Papermerge DMS

Papermerge is open source document management system (DMS) designed to work with scanned documents. Papermerge uses OCR (optical character recognition) technology to extract meaningful data from ingested documents. Data extracted with OCR is then used to index documents and prepares them for full text search.

Papermerge is web based software and it provides look and feel of modern desktop application. It has features like dual panel document browser, organizing documents in folders, drag and drop, tagging documents and folders so that you can efficiently store, organize and automate your digital archives workflows.


Papermerge screenshot

Features Highlights

  • Works well with PDFs

  • Desktop like user interface

  • Dual panel mode

  • OCR - used to extract text for documents indexing

  • OCRed text overlay (you can download document with OCRed text overlay)

  • Full text search (supports multiple search engines)

  • Document Versioning

  • Tags - assign colored tags to documents or folders

  • Folders - users can organize documents in folders

  • Multi-User

  • User permissions management

  • Fully REST API (all features can be consumed via REST API)

  • Page Management - delete, reorder, rotate, merge, move, extract

What It Does

  • It extracts (using OCR) and indexes text from your documents

  • Provides modern, desktop like user interface to easily find your documents

  • Helps you instantly find your documents:
  • Helps you fix scanned documents issues like:
    • delete blank, semi-blank or just irrelevant pages

    • rotate pages

    • move strayed pages between documents

    • change page order within the document

What It Doesn’t Do

  • It does not take control of your documents.
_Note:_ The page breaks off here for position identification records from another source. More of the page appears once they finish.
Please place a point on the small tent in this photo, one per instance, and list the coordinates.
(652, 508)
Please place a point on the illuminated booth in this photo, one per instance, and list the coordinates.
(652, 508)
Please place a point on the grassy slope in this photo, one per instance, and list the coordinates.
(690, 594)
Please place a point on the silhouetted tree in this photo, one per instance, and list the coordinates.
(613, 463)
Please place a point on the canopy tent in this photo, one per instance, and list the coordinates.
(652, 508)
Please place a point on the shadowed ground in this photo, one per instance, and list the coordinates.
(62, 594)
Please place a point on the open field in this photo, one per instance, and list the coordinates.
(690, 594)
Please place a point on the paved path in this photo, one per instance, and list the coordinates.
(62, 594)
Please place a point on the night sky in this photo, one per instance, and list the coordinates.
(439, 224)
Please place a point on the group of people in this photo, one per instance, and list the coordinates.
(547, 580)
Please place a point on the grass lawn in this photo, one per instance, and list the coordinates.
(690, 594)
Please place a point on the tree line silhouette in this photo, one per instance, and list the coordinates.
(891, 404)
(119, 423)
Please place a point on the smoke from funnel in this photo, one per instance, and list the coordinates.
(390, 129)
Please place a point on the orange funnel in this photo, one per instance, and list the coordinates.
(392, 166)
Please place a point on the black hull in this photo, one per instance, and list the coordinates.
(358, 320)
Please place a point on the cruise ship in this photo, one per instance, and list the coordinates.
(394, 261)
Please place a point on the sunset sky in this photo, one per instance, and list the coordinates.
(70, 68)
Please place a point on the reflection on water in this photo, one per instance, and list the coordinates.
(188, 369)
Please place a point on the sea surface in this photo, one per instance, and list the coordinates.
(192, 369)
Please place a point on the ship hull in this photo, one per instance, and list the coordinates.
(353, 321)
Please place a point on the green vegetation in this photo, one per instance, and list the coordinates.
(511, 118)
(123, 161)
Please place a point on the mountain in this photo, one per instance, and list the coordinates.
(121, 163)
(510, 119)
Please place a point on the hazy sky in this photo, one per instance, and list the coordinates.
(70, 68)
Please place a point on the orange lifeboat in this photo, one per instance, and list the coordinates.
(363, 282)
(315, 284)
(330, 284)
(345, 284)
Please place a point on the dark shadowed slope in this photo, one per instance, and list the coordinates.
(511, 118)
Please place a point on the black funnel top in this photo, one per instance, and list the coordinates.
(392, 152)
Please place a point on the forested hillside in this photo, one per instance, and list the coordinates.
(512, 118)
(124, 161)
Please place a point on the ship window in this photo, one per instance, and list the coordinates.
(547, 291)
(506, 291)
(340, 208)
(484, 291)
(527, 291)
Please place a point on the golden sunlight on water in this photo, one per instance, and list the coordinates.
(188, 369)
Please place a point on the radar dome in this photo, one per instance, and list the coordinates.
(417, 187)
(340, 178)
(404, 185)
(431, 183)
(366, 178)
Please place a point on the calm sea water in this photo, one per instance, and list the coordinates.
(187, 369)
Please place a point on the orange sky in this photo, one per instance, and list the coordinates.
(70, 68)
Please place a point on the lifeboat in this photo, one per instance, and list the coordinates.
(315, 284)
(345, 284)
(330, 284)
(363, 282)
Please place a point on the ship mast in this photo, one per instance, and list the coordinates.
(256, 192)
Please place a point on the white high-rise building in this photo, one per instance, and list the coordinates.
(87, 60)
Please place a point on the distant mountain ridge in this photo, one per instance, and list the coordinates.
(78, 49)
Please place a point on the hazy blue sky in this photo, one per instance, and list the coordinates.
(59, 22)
Documents are stored on filesystem in a simple and intuitive manner so that you can take snapshot of your data at any time

  • It does not stay in your way when you make decisions about your data

  • It does not overwrite your original documents

Right Tool for You?

To be efficient you always need to choose right tool for the problem. Because Document Management is too generic - I think that a definition of what is a Document in context of this software is needed.

What is a Document?

For Papermerge a document is anything which is a good candidate for archiving - some piece of information which is not editable but you need to store it for future reference. For example receipts are perfect examples - you don’t need to read receipts everyday, but eventually you will need them for your tax declaration. In this sense - scanned documents, which are usually in PDF or TIFF format, are perfect match.

PDF (Portable Document Format) is de facto standard for storing archived documents. In correct technical terms - it is PDF/A subset. PDF/A differs from PDF by prohibiting features unsuitable for long-term archiving, such as font linking and encryption.

Most of the modern office scanners will output scanned files in PDF/A format. This is why, PDF is practically synonymous for document in context of Papermerge.

A picture made with your phone of a A4 paper document is ragarded by papermege as full fledged document, even though digitally it is stored as jpeg or png format. You can think of a picture made with a phone (of a document) as a bad quality scan.

What is Not a Document?

Out of scope are Office documents (ODT, DOCX, spreadsheets, presentations etc), text files (notes); these files are usually editable i.e. user can alter the content of the document. Any format of alterable type of document is out of scope for Papermerge project.

Papermerge is simply not designed to store books. Yes, you can scan a book and import it in Papermege, but again - this is not what Papermerge was designed for.